The advancement of Christian Nationalism was not listed in any of the statements about, or any of the publicity for, the recent march in Washington D.C. Indeed, the organizers took great pains to declare that it was a non-partisan event. Yet, when Franklin Graham is involved Christian Nationalism is on the agenda.

“He doesn’t have to run for office to be ‘political,’” said Susan Harding, an anthropologist of religion at the University of California, Santa Cruz. “Franklin is vying for leader of the hard-right evangelicals,” succeeding Jerry Falwell (whose son endorsed Trump). They long for “an old-fashioned triumphalist Christian world where Christianity is Truth with a capital T.”

As one participant in the September 26th march put it, “Politics will never get us to unity. It’s only Jesus.” As one who tries to follow the teachings of Jesus,

I appreciate this person’s commitment to Jesus. As one who sees Christian Nationalism as detrimental to our national well-being, I struggle with their use of the words only Jesus.

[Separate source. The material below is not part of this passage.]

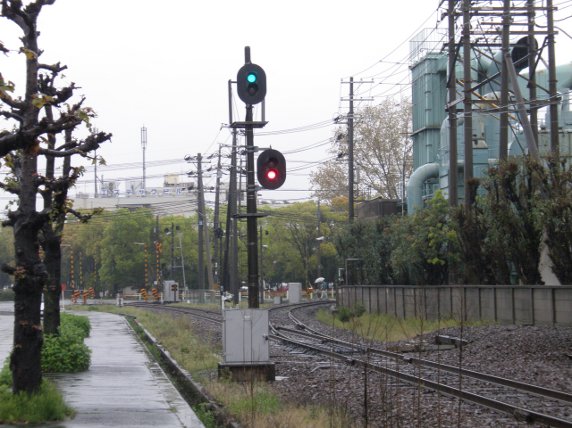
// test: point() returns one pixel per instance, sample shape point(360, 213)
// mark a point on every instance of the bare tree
point(382, 154)
point(20, 148)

Our nation is still mourning the death of Justice Ruth Bader Ginsburg. She has rightly been praised for her commitments to justice, to humanity, to the well- being of those whom the framers of the Constitution did not view as fully entitled to “life, liberty and the pursuit of happiness.” It is important to note that Justice Ginsburg was Jewish. A phrase from the book of Deuteronomy, “Justice, justice you shall pursue,” was on a framed plaque that hung on the wall of her chambers.

According to the tenets of Christian Nationalism, as a non-Christian, she did not deserve to have, she did not belong in, a post as significant as Associate Justice of the Supreme Court of the United States. Such posts are reserved for those who see Jesus as the “only” answer to our national ills.
As Election 2020 approaches, I urge us all to beware of creeping Christian Nationalism. It often is presented in terms of morality, unity and spiritual vitality. Its effect is to give power to the Franklin Grahams of the world and de-value the Ruth Bader Ginsburgs.